The aim is to understand how the changing connections between the brain’s neurons maximise the information that is stored, providing the brain with the ability to remember. The aim also is to show how different rates of neural spiking might represent the level of certainty that a memory being recalled is correct. Both of these issues are important if one wants to design a device that presents an optimal solution to the task of memory recall, and allows us to ask whether nature has designed our brains in such a way.
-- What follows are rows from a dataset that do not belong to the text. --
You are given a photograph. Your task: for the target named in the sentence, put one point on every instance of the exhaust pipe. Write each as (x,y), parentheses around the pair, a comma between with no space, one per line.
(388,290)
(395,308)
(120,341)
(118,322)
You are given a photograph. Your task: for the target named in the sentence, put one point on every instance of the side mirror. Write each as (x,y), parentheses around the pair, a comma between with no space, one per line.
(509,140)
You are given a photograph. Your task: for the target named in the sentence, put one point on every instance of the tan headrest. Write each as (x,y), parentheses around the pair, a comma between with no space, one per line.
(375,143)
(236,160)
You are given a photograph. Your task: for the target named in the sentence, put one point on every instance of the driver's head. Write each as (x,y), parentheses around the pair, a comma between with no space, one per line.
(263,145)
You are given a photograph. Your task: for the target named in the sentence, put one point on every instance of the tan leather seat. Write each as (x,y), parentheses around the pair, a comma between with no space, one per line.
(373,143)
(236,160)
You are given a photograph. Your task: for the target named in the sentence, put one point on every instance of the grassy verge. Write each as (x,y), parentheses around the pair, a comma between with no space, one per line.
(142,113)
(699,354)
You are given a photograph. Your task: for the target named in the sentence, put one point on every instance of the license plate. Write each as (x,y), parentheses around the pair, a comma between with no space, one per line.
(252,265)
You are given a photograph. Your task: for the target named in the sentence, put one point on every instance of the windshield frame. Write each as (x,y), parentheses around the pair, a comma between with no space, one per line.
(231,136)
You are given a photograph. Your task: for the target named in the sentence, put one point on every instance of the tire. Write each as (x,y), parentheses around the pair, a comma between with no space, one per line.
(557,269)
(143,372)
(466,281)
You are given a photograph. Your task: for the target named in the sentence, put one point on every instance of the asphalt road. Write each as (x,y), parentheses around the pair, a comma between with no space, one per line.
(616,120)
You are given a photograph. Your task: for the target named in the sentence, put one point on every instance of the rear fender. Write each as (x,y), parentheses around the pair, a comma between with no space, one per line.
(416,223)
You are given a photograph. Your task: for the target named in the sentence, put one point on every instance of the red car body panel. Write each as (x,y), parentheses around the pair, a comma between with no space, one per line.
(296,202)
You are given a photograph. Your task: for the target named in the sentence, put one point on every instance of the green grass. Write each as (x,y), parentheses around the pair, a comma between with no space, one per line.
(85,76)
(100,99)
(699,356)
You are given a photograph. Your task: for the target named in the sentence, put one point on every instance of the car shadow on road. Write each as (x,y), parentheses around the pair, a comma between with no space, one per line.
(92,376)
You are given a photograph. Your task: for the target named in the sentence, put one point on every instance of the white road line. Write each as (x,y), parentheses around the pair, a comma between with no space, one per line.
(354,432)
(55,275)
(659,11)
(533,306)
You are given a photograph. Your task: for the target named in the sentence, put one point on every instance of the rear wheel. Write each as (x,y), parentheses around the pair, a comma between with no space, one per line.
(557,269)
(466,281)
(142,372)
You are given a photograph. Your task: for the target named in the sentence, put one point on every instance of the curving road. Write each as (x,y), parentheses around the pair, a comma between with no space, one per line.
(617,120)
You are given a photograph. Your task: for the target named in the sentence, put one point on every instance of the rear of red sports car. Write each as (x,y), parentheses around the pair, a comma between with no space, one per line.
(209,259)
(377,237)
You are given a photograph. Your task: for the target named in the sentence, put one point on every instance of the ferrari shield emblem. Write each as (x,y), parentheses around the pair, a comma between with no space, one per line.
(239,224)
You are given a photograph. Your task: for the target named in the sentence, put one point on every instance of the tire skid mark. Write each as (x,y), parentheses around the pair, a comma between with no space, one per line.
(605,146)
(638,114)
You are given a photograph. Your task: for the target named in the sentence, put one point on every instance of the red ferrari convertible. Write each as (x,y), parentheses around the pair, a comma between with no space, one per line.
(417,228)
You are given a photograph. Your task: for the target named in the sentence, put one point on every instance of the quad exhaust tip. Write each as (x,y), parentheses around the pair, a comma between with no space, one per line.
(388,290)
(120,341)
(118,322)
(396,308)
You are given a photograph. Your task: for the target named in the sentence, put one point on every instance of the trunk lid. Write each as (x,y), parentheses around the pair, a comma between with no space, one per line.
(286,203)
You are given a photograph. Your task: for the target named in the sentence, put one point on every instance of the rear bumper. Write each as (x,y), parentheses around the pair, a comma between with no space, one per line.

For more information, please contact the author Dr Máté Lengyel(ml468@cam.ac.uk) at the Computational and Biological Learning Lab in the Department of Engineering.


Minds and machines

The same mathematical and engineering principles that can be used to understand learning in the human brain can also be used to build artificial learning systems. This interplay between human and machine learning is the main research focus of the recently established Computational and Biological Learning Lab (CBL) at the Department of Engineering. CBL was founded in 2006 with the arrival of Professor Daniel Wolpert and Professor Zoubin Ghahramani in Cambridge, and has rapidly grown to include Dr Carl Rasmussen, Dr Máté Lengyel and over 20 PhD students and postdoctoral researchers. CBL is investigating the computational principles underlying human sensorimotor control, the design of computer algorithms that learn, adaptive reinforcement learning controllers, statistical theories of learning, and how networks of neurons can perform computations.